Number of people being admitted to hospital because of alcohol jumps 10 per cent in a year
07:29 GMT, 1 June 2012
Abuse: The number of patients admitted to hospital because they abused alcohol has risen by more than 10 per cent in a year
The number of patients admitted to hospital as a result of alcohol abuse has risen by more than 10 per cent in a year.
Nearly 1.2million were brought in last year with conditions including liver disease, alcohol poisoning or for injuries sustained when drunk.

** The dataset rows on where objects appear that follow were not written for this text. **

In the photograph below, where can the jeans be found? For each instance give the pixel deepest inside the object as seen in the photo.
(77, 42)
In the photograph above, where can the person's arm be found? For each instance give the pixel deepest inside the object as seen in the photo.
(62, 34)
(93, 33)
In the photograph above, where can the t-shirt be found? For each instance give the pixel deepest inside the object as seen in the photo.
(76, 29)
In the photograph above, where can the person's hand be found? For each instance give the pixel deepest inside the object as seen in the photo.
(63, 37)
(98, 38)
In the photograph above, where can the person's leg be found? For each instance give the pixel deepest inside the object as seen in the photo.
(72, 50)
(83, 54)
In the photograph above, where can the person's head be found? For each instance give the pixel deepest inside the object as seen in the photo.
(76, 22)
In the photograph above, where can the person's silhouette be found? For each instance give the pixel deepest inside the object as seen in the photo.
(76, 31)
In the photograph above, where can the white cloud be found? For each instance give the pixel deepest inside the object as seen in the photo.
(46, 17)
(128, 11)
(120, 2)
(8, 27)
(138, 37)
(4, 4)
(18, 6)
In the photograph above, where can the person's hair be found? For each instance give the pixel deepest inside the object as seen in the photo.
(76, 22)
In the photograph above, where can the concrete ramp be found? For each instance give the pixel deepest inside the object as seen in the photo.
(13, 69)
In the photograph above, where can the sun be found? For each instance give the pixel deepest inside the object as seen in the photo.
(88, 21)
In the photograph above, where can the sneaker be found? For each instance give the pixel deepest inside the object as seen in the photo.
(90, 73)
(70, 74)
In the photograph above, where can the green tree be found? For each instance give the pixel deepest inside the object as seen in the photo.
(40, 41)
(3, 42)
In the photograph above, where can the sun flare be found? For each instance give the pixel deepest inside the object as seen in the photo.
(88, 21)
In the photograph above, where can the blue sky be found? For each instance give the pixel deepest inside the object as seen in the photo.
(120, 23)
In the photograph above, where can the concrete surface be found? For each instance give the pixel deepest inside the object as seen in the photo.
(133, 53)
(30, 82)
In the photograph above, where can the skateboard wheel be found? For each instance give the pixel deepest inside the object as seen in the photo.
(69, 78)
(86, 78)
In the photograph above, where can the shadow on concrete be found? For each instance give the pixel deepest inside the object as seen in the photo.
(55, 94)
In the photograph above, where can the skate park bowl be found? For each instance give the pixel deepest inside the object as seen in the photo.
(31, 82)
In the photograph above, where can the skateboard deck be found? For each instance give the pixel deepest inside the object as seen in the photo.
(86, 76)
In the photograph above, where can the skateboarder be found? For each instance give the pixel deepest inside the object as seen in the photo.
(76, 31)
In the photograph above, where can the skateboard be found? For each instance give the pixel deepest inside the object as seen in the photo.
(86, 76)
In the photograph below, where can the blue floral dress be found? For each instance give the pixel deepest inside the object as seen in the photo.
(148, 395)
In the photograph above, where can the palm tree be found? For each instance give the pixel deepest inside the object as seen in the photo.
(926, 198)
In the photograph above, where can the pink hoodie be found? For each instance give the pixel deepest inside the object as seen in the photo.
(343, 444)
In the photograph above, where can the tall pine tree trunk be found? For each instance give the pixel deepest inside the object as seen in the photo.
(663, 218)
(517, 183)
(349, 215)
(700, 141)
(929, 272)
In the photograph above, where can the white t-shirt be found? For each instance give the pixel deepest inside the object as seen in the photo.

And this number does not include patients who were treated in A&E and then sent home. It only accounts for the more severely ill who needed to be transferred to other wards.
Figures from the NHS Information Centre show that the numbers of these admissions have more than doubled since 2002 when they were first recorded.
There were 1,168,300 last year, a rise of almost 11 per cent compared to 1,056,900 in 2009/10. In 2002/3 there were just 510,800 such admissions.
Additionally, the NHS spends 2.5million a year on drugs to treat alcoholics. Some 167,800 prescriptions were handed out last year for medicines which are used to help alcoholics abstain by making them sick when they drink.
This is up by 5 per cent compared to the previous year when 160,300 prescriptions were written.
Experts say the total cost of alcohol to the NHS exceeds 3billion a year.
Emily Robinson, of the charity Alcohol Research, said: ‘As a country we face a huge NHS bill because of health problems caused by alcohol.
Waste: Experts say the total cost of alcohol to the NHS exceeds 3billion a year (picture posed by models)
‘That means we need the Government to take action across a whole range of policy areas such as advertising, pricing, availability and investing in treatment to help bring down the number going to hospital because of alcohol.’